Prita yang mendapat berbagai infus dan berbagai suntikan tanpa penjelasan
dan izin dari Prita (pasien) atau keluarga Prita (keluarga pasien). Hal demikian jelas
merupakan sebuah pelanggaran terhadap ketentuan pasal 45 ayat (1), (2), (3), (4), (5)
dan (6) Undang-Undang No.29 Tahun 2004 tentang Praktek Kedokteran yang
menyatakan :

(1) Setiap tindakan kedokteran atau kedokteran gigi yang akan dilakukan oleh dokter
atau dokter gigi terhadap pasienharus mendapat persetujuan.

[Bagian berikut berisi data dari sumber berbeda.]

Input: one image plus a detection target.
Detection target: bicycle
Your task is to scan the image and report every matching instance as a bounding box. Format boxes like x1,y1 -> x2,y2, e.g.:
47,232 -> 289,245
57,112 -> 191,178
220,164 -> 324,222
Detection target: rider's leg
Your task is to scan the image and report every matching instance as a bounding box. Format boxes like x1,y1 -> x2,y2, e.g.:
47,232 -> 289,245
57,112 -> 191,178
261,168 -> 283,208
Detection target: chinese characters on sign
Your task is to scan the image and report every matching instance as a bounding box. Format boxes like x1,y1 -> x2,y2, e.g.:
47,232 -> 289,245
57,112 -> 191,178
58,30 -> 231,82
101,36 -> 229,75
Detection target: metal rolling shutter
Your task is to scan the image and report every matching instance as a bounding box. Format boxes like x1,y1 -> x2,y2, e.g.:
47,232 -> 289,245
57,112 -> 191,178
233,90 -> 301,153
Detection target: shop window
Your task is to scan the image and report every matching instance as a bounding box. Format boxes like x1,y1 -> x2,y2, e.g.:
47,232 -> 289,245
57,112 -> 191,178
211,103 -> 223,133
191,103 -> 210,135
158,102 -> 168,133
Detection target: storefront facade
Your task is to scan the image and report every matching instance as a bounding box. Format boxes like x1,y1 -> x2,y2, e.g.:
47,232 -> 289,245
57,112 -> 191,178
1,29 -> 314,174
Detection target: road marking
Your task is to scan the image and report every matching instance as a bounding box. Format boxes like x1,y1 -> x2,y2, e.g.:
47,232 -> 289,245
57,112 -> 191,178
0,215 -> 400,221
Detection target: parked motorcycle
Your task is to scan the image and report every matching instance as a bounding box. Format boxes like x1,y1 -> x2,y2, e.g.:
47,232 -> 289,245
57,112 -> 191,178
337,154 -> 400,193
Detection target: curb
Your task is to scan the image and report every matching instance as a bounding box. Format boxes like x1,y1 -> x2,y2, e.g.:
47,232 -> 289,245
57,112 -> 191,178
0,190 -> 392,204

(2) Persetujuan sebagaimana dimaksud pada ayat (1) diberikan setelah pasien
mendapat penjelasan secara lengkap.
(3) Penjelasan sebagaimana dimaksud ayat (2) sekurang-kurangnya mencakup : a.
Diagnosis dan tata cara tindakan medis, b. Tujuan tindakan medis yang dilakukan, c.
Alternatif tindakan lain dan resikonya, d. Resiko dan kompilasi yang mungkin terjadi.

(4) Persetujuan sebagaimana dimaksud ayat (2) dapat diberikan baik secara tertulis
maupun lisan.

(5) Setiap tindakan kedokteran atau kedokteran gigi yang mengandung resiko tinggi
harus diberikan dengan persetujuan tertulis yang ditandatangani oleh yang berhak
memberikan persetujuan.

(6) Ketentuan mengenai tata cara persetujuan tindakan kedokteran atau kedokteran
gigi sebagaimana dimaksud pada ayat (1), (2), (3), (4) dan (5) diatur dengan
Peraturan Menteri. (IKAPI, 2004, hal.22-23).

Dakwaan jaksa penuntut umum tersebut, merupakan sebuah fakta adanya


penambahan pasal dari pasal yang dilaporkan dan pasal yang merupakan hasil
penyidikan di tingkat kepolisian. Penambahan pasal ini oleh sebagian orang dianggap
sebagai penyimpangan.
BAB III
PENUTUP

Kesimpulan yang dapat ditarik dari uraian di atas antara lain adalah,
kebebasan berpendapat dalam UUD 1945 pasal 28 secara kontekstual memang
menjamin kebebasan berpendapat, akan tetapi kedudukannya tidak cukup kuat untuk
melindungi hak-hak ibu Prita ketika mengungkapkan komplain dan keluhan terhadap
pelayanan medis RS Omni Internasional di Tangerang. Di sisi lain, pasal tertentu
dalam UUD 1945 juga menjamin hak-hak individu di dalamnyastaf dokter di
rumah sakit bersangkutan. Hal ini karena pasal-pasal dalam UUD 1945 diinterpretasi
pada tiap individu yang berbeda menjadi saling bertentangan dan tidak relevan.